Spanish filmmaker Carla Simón made her debut in the Cannes Film Festival competition on Wednesday afternoon, world premiering her latest work, Romería, to an 11-minute ovation.
Simón, directing from her own screenplay, here tells the story of Marina (Llúcia Garcia), an 18-year-old who was orphaned at a young age, and must travel to Spain’s Atlantic coast to obtain a signature for a scholarship application from the paternal grandparents she has never met. She navigates a sea of new aunts, uncles and cousins, uncertain whether she will be embraced or face resistance.
The experience stirs long-buried emotions as Marina pieces together the fragmented and often contradictory memories of the parents she barely remembers.
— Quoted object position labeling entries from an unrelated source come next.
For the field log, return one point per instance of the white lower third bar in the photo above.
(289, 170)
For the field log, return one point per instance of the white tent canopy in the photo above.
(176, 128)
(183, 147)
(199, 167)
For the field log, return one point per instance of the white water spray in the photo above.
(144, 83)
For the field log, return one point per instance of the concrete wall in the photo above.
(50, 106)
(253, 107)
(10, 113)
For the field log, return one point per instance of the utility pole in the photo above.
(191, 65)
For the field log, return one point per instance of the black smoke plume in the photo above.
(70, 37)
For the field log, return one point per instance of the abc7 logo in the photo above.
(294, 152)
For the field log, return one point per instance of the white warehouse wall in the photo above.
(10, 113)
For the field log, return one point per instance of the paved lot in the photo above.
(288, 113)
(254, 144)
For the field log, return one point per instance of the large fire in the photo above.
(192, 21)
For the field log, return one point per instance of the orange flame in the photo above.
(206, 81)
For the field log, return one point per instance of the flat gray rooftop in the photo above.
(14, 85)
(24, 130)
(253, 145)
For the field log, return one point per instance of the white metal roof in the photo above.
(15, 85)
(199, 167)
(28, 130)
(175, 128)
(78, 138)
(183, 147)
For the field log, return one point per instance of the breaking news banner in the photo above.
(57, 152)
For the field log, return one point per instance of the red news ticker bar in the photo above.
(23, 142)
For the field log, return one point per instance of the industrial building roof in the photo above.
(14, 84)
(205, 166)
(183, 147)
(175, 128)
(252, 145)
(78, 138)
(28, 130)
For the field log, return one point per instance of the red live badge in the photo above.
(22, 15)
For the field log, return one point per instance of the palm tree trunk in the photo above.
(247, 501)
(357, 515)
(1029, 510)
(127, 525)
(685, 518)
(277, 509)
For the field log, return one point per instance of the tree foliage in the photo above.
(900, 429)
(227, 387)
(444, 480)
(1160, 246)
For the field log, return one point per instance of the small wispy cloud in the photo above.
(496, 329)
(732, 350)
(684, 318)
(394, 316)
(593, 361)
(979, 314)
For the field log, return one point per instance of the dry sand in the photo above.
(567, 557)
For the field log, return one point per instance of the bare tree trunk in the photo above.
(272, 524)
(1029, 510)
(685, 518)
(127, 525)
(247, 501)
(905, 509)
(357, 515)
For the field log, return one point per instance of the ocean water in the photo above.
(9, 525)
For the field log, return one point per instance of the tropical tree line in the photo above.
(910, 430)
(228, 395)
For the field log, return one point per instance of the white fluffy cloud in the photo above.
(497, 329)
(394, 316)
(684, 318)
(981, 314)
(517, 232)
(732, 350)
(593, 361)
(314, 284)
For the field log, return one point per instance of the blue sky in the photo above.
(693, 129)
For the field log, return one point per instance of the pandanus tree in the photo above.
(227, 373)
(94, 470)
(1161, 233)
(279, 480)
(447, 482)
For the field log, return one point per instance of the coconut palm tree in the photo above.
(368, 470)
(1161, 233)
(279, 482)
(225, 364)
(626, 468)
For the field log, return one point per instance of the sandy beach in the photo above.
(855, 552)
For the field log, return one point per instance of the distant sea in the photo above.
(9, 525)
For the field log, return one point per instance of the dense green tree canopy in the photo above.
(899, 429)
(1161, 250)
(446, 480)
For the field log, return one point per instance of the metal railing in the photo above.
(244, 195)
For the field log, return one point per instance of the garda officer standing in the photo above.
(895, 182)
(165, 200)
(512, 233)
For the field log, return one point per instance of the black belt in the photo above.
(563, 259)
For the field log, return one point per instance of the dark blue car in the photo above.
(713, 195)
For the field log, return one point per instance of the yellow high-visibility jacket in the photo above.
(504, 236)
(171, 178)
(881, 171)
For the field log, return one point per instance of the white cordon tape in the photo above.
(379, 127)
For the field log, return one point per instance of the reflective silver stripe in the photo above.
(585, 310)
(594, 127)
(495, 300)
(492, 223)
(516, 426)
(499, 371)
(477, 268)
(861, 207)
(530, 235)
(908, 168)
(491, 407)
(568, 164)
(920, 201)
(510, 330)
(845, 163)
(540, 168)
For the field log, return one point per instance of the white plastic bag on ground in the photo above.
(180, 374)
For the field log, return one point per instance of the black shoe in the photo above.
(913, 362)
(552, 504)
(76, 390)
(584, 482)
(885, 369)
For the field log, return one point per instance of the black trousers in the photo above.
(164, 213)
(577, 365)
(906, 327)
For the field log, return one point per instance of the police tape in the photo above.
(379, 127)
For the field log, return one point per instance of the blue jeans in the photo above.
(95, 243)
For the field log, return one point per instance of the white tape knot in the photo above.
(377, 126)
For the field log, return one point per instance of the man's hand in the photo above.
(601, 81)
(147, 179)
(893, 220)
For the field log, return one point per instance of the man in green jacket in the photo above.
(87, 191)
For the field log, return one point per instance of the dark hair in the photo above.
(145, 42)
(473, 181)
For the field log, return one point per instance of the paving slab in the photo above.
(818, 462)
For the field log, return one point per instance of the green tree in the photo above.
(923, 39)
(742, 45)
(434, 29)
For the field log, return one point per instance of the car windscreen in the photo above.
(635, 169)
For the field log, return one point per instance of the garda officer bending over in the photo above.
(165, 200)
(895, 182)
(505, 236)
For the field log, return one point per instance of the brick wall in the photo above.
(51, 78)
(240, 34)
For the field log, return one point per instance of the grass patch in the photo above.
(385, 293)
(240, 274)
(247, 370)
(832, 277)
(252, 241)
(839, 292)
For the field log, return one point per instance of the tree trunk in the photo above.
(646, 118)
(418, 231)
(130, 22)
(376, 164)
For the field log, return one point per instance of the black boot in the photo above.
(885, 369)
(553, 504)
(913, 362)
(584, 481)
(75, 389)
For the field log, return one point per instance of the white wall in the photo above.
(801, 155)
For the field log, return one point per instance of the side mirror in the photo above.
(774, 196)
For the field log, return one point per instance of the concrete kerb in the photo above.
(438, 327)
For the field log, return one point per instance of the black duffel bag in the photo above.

This is Simón’s third feature after Summer 1993 (2017) and Alcarràs (2022). The latter won the Golden Bear in Berlin and was selected as Spain’s entry for the Best International Feature Film Oscar. Those films were shot in the middle of the Catalonian countryside. With Romería, she embraces her Galician roots, mixing professional and non-professional actors.
Simón has said Romería is “a film about the importance of family memory: and about how to shape your identity. When you can’t shape your identity through others, you can invent it through creation. Cinema is there for that: creating images that don’t exist.”